The lunch they served was actually tasty, although the movie
(The Match) was a standard come from behind sports movie.
We landed in Cairns and got a taxi to our hotel, The Great Northern
(yes, I chose it because of the Twin Peaks reference). We headed
out to the shops; I didn't find much, but Sharon did.
We went to the Red Ochre Grill, where I had crocodile, prawns,
and yabbies (an Australian crawfish). We finished with some toasted
focaccia. I think this place ties with Philip's Foote for my favorite
meals in Australia. After a little more shopping, I watched the Aria
(Australian only) music awards.
The day broke, overcast and ominous. We rode in a minivan to Down
Under Dive. We were on their little boat, the Scuba Roo, by 10.
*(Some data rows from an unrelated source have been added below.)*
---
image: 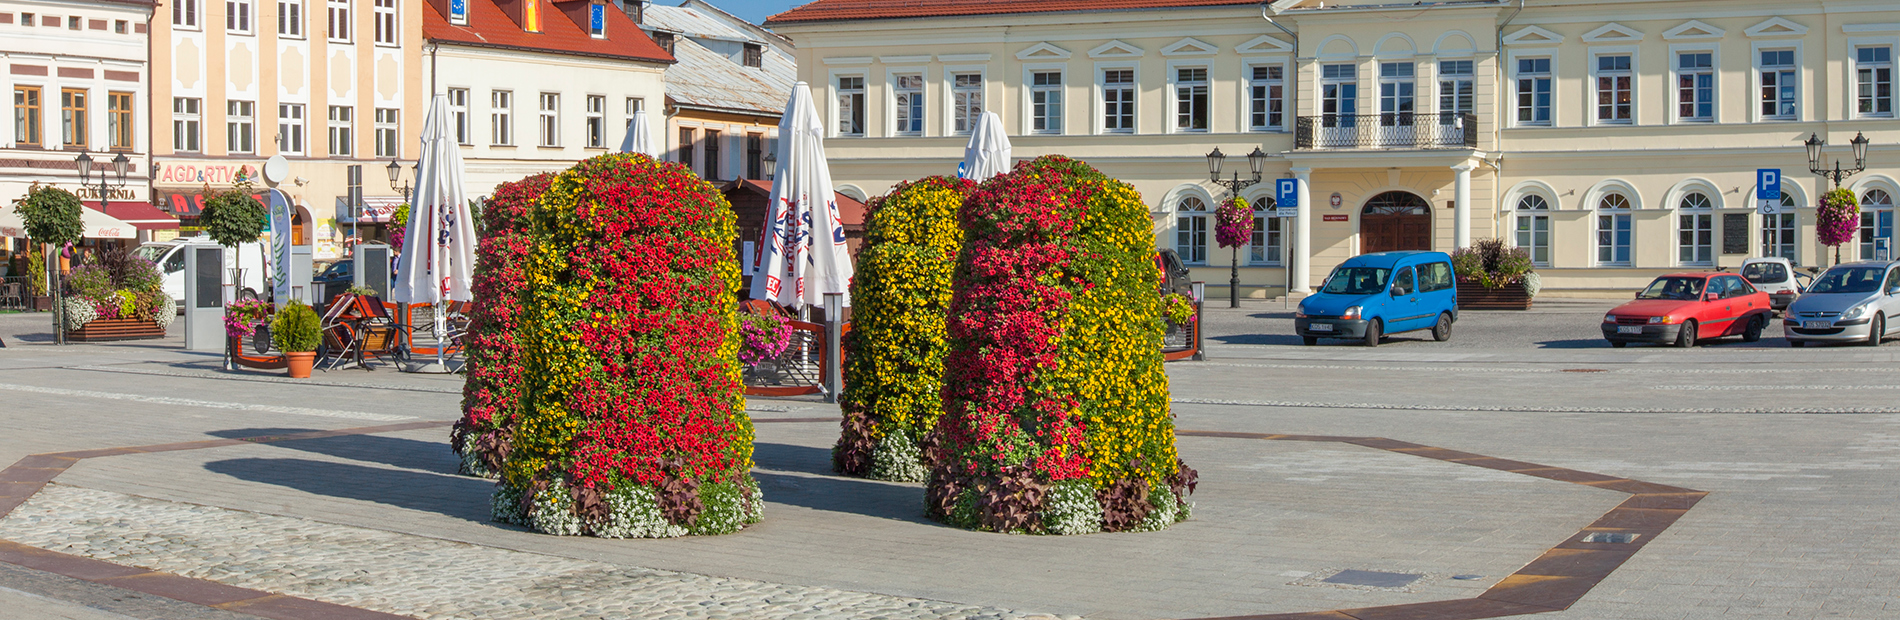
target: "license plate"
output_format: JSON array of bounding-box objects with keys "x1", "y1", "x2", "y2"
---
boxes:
[
  {"x1": 1616, "y1": 326, "x2": 1642, "y2": 334},
  {"x1": 1308, "y1": 323, "x2": 1334, "y2": 333},
  {"x1": 1803, "y1": 320, "x2": 1831, "y2": 329}
]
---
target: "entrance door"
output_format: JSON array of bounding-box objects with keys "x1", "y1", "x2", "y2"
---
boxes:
[{"x1": 1360, "y1": 191, "x2": 1432, "y2": 254}]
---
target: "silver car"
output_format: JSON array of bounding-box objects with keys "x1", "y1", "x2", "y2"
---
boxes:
[{"x1": 1783, "y1": 260, "x2": 1900, "y2": 346}]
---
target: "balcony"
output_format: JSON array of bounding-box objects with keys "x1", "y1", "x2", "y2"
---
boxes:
[{"x1": 1294, "y1": 112, "x2": 1477, "y2": 150}]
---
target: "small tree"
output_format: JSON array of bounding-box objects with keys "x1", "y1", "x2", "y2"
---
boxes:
[
  {"x1": 1818, "y1": 188, "x2": 1859, "y2": 265},
  {"x1": 11, "y1": 184, "x2": 84, "y2": 335},
  {"x1": 199, "y1": 175, "x2": 269, "y2": 296}
]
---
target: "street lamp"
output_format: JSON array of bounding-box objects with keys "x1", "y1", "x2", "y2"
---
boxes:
[
  {"x1": 1208, "y1": 147, "x2": 1268, "y2": 308},
  {"x1": 386, "y1": 159, "x2": 414, "y2": 195},
  {"x1": 1806, "y1": 131, "x2": 1871, "y2": 190},
  {"x1": 74, "y1": 151, "x2": 131, "y2": 209},
  {"x1": 763, "y1": 150, "x2": 777, "y2": 181}
]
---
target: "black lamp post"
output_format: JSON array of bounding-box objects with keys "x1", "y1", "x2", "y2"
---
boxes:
[
  {"x1": 1806, "y1": 131, "x2": 1871, "y2": 191},
  {"x1": 1208, "y1": 147, "x2": 1268, "y2": 308},
  {"x1": 386, "y1": 159, "x2": 415, "y2": 195},
  {"x1": 75, "y1": 151, "x2": 131, "y2": 209},
  {"x1": 763, "y1": 150, "x2": 777, "y2": 181}
]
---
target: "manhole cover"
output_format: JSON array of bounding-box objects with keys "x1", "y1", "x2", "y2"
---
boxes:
[
  {"x1": 1580, "y1": 532, "x2": 1640, "y2": 543},
  {"x1": 1322, "y1": 570, "x2": 1422, "y2": 588},
  {"x1": 1562, "y1": 368, "x2": 1608, "y2": 373}
]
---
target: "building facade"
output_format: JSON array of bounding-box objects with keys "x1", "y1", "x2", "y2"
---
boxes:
[
  {"x1": 643, "y1": 0, "x2": 789, "y2": 185},
  {"x1": 767, "y1": 0, "x2": 1900, "y2": 297},
  {"x1": 150, "y1": 0, "x2": 424, "y2": 260},
  {"x1": 3, "y1": 0, "x2": 162, "y2": 247},
  {"x1": 426, "y1": 0, "x2": 670, "y2": 197}
]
As we departed, the skies opened, but we were under cover.
After about an hour, we passed out from under the clouds and we stopped
to snorkel at a reef. We returned to the boat and it was another
hour before we arrived at Hastings Reef and the Atlantic Clipper.
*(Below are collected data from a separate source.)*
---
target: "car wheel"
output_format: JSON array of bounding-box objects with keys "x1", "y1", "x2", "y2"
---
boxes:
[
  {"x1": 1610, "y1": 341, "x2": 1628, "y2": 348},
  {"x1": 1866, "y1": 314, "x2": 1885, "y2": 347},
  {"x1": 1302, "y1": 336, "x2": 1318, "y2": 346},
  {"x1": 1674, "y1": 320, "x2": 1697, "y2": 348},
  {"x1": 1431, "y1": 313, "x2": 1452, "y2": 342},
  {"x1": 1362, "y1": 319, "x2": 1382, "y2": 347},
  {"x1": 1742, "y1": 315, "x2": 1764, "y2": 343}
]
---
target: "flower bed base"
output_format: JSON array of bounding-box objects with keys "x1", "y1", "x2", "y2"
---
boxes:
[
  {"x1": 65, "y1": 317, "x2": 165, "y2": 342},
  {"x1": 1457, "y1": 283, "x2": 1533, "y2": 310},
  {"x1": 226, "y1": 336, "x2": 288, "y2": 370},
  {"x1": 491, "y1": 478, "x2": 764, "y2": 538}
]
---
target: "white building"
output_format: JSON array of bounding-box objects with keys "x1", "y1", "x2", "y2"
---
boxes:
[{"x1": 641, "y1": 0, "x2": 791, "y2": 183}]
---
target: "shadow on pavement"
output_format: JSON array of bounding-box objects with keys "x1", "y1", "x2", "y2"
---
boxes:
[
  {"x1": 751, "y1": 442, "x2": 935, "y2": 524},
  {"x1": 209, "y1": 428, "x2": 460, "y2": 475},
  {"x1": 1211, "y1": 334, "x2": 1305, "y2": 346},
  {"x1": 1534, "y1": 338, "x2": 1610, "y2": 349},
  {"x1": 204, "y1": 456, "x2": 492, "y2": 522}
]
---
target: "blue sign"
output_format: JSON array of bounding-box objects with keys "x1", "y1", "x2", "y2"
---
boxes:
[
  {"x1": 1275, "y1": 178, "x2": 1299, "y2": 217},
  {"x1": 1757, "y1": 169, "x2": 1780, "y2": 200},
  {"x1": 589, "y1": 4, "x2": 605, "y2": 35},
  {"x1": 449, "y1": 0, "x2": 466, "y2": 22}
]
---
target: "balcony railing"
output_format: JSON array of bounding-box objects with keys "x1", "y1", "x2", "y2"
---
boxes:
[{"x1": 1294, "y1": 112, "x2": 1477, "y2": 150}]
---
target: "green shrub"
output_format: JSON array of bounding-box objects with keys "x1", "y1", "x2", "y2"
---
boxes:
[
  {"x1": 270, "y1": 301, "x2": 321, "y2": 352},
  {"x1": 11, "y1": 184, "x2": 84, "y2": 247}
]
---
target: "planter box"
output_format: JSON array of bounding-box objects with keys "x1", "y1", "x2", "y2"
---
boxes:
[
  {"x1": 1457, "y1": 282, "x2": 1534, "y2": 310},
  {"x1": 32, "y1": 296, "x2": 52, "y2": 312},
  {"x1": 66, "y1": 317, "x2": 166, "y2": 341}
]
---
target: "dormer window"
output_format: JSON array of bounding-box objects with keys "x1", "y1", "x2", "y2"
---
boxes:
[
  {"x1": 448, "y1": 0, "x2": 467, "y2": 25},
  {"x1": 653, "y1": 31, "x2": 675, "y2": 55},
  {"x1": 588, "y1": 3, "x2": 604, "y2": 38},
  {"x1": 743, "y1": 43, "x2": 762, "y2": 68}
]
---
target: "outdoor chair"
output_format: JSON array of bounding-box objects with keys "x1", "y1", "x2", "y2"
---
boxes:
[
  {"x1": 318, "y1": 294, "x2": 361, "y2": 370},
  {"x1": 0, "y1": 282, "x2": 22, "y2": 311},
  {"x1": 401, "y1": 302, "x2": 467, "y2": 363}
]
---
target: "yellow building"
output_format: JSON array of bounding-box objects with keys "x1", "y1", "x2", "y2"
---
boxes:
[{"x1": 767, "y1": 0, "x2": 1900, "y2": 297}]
We went aboard and put our stuff in our cabin. We had a small lunch,
then got ready to dive. The first dive was guided by Jonno,
the divemaster. He took us down and around the reef. Being right
next to the colorful coral and fish feels like you're in another world.
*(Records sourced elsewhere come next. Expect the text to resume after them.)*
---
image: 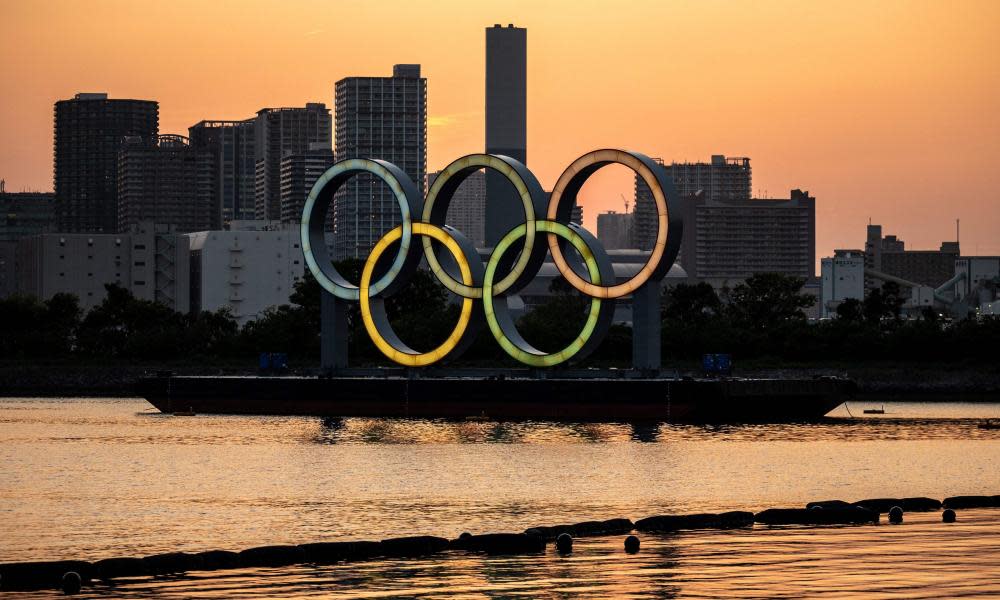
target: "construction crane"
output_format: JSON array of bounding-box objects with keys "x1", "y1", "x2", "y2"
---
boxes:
[{"x1": 621, "y1": 193, "x2": 630, "y2": 214}]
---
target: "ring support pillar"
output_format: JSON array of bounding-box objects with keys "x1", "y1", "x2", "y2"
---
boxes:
[
  {"x1": 631, "y1": 282, "x2": 661, "y2": 371},
  {"x1": 321, "y1": 289, "x2": 349, "y2": 371}
]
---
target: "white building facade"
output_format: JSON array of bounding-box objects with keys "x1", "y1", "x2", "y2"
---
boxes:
[{"x1": 187, "y1": 228, "x2": 304, "y2": 325}]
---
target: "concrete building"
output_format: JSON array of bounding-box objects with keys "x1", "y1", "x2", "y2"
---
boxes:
[
  {"x1": 820, "y1": 250, "x2": 866, "y2": 317},
  {"x1": 634, "y1": 155, "x2": 751, "y2": 250},
  {"x1": 427, "y1": 169, "x2": 486, "y2": 248},
  {"x1": 597, "y1": 210, "x2": 633, "y2": 250},
  {"x1": 189, "y1": 119, "x2": 257, "y2": 223},
  {"x1": 280, "y1": 144, "x2": 335, "y2": 224},
  {"x1": 254, "y1": 104, "x2": 332, "y2": 222},
  {"x1": 865, "y1": 224, "x2": 960, "y2": 289},
  {"x1": 333, "y1": 64, "x2": 427, "y2": 259},
  {"x1": 117, "y1": 135, "x2": 216, "y2": 233},
  {"x1": 54, "y1": 93, "x2": 158, "y2": 233},
  {"x1": 15, "y1": 223, "x2": 189, "y2": 312},
  {"x1": 485, "y1": 24, "x2": 527, "y2": 247},
  {"x1": 676, "y1": 189, "x2": 816, "y2": 282},
  {"x1": 187, "y1": 228, "x2": 304, "y2": 325}
]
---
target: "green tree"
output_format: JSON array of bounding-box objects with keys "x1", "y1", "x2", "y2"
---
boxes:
[
  {"x1": 835, "y1": 297, "x2": 864, "y2": 322},
  {"x1": 863, "y1": 281, "x2": 906, "y2": 323},
  {"x1": 726, "y1": 273, "x2": 815, "y2": 329},
  {"x1": 662, "y1": 282, "x2": 721, "y2": 323}
]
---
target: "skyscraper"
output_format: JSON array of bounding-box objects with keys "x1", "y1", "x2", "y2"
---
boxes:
[
  {"x1": 333, "y1": 64, "x2": 427, "y2": 259},
  {"x1": 253, "y1": 104, "x2": 332, "y2": 222},
  {"x1": 117, "y1": 135, "x2": 216, "y2": 233},
  {"x1": 54, "y1": 93, "x2": 158, "y2": 233},
  {"x1": 280, "y1": 144, "x2": 335, "y2": 224},
  {"x1": 634, "y1": 155, "x2": 751, "y2": 250},
  {"x1": 485, "y1": 24, "x2": 527, "y2": 247},
  {"x1": 189, "y1": 119, "x2": 257, "y2": 224}
]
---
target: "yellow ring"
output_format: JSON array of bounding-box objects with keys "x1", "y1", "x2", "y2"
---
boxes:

When we returned, the Clipper moved to Norman Reef. The motion
was making Sharon queasy, and she was eager to leave the boat for our
next dive. We went down and followed some of the coral canyons until
we were at half air, then turned around. When we reached the end of the
coral, I stopped because I saw a very big shark in the distance. We swam
left around the coral to avoid him (glimpsing a much smaller reef shark
in the coral), then swam to the ship and surfaced. Sharon was unable to
finish dinner, and retired to the cabin for the night. We were planning
on staying two nights, but we changed it to one so we could leave as soon
as possible. I went down too far on my second dive, and wasn't able to
do the night dive. I was disappointed until I went on deck. On the
starboard side, about fifteen feet from the dive platform, a school of
fish had gathered where a light shown in the water. Around them,
five of the seven-foot long reef sharks were circling, attacking the
fish and occasionally each other. Watching that, I was not interested
in diving again that night.
I slept through the first morning dive, but did the second one with
Manfred, a German who spoke pretty good English. I saw an oyster,
and we went to the "Tunnel Of Love" and back. I could have dived again,
but I elected to snorkel so I could take pictures with the underwater
camera Sharon had brought. We returned to Cairns, where we were both pretty
happy to be on dry land. The Great Northern had no more twins, so they
booked us into a suite for the next two nights for no extra charge.
We relaxed, then went and had some supper at the food court in the Night
Markets. There were several Asian fill-your-plate places; we each
tried one. Next, we went to the big mall and saw Shaft.
With nothing special planned, we took a bus to Trinity Beach.
The beach was deserted, which we thought was a good thing. It turns
out that the beach was closed the previous week due to the sighting
of a salt-water crocodile (which will apparently eat anything). Add in
the jellyfish who have twenty feet tendrils and a lethal sting, and the
only people going in the water were the tourists, like us. After I had
sunburned myself nicely, we had lunch at Blue Waters On The Beach Bistro,
where I had fish (actually shark) and chips. Later, a little more shopping,
I traded the books I'd brought and read for more, another visit to the
Night Markets, and we were done.
Our long day started at 4am. We were at the airport by 5 for a 6am
flight. The flight was a 747 on its final leg from Tokyo to Sydney,
and was only about a quarter full. Unfortunately, the omelet was awful
and the movie was L.A. Story, which I didn't care to watch again. After
a four hour layover, we got on the flight to L.A., tried to sleep a little.
Due to crossing the international date line, it was still morning when
we arrived. Only an hour layover in L.A., then finally to Washington,
28 hours after we started. And straight to bed.